Founded: 1932, Chicago, Illinois
Founder: Raymond T. Moloney

Ray Moloney founded Bally Manufacturing during the Great Depression, originally to produce a coin-operated pinball game called Ballyhoo—named after a popular magazine. The game was such a hit that Moloney named the company after it, launching what would become one of the most iconic names in arcade history.

Throughout the 1930s–50s, Bally was a major producer of mechanical games, jukeboxes, and slot machines. But it was in the 1970s and early ’80s that Bally became the name in pinball.
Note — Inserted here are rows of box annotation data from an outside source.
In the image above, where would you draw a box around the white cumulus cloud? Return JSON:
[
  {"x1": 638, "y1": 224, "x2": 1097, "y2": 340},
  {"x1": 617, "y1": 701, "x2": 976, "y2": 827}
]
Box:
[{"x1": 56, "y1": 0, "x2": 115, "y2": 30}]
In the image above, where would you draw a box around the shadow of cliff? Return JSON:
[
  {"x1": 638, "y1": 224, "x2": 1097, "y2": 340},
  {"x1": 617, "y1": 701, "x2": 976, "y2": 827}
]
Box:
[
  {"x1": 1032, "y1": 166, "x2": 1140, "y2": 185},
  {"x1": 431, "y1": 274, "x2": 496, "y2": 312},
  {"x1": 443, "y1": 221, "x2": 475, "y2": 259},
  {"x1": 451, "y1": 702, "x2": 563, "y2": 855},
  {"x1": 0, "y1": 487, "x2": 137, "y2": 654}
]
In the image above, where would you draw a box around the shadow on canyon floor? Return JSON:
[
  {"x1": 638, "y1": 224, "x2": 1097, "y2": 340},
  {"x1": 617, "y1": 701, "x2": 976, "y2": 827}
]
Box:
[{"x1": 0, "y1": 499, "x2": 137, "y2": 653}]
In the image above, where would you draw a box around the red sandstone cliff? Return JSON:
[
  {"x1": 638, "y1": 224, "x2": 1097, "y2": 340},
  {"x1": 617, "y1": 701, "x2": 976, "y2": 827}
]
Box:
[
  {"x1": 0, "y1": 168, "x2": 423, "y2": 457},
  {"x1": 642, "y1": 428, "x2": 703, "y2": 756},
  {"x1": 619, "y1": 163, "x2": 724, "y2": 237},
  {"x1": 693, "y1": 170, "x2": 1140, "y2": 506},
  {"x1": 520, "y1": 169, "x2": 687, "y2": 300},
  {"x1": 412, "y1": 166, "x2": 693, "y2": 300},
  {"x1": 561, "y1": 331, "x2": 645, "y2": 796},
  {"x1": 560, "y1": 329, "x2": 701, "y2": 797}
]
With titles like Eight Ball, Mata Hari, Paragon, and Xenon, Bally dominated arcades, known for sleek art, smart playfields, and mass appeal.

They embraced early solid-state technology, leading the charge with digital scoring and deeper game rules.

People Who Made Bally Great

  • Raymond Moloney – The visionary founder who saw potential in a game during a hard time.
  • Greg Kmiec – Designer of many Bally classics; known for daring, complex layouts.
  • Ted Zale – Bally’s innovation guru; introduced zipper flippers, multi-level playfields.
  • Dave Christensen – Backglass artist with a wild, rebellious style.
  • George Christian – Programmer behind Eight Ball, Flash Gordon, and others.
  • Claude Fernandez – Designer known for sleek, fast machines.

Legacy

By the mid-1980s, Bally’s pinball division merged with Midway, and then was acquired by Williams. But Bally’s DNA lives on in some of the most beloved games ever made. Machines like The Addams Family and Twilight Zone—released under the Bally name by Williams—remain top-ranked to this day.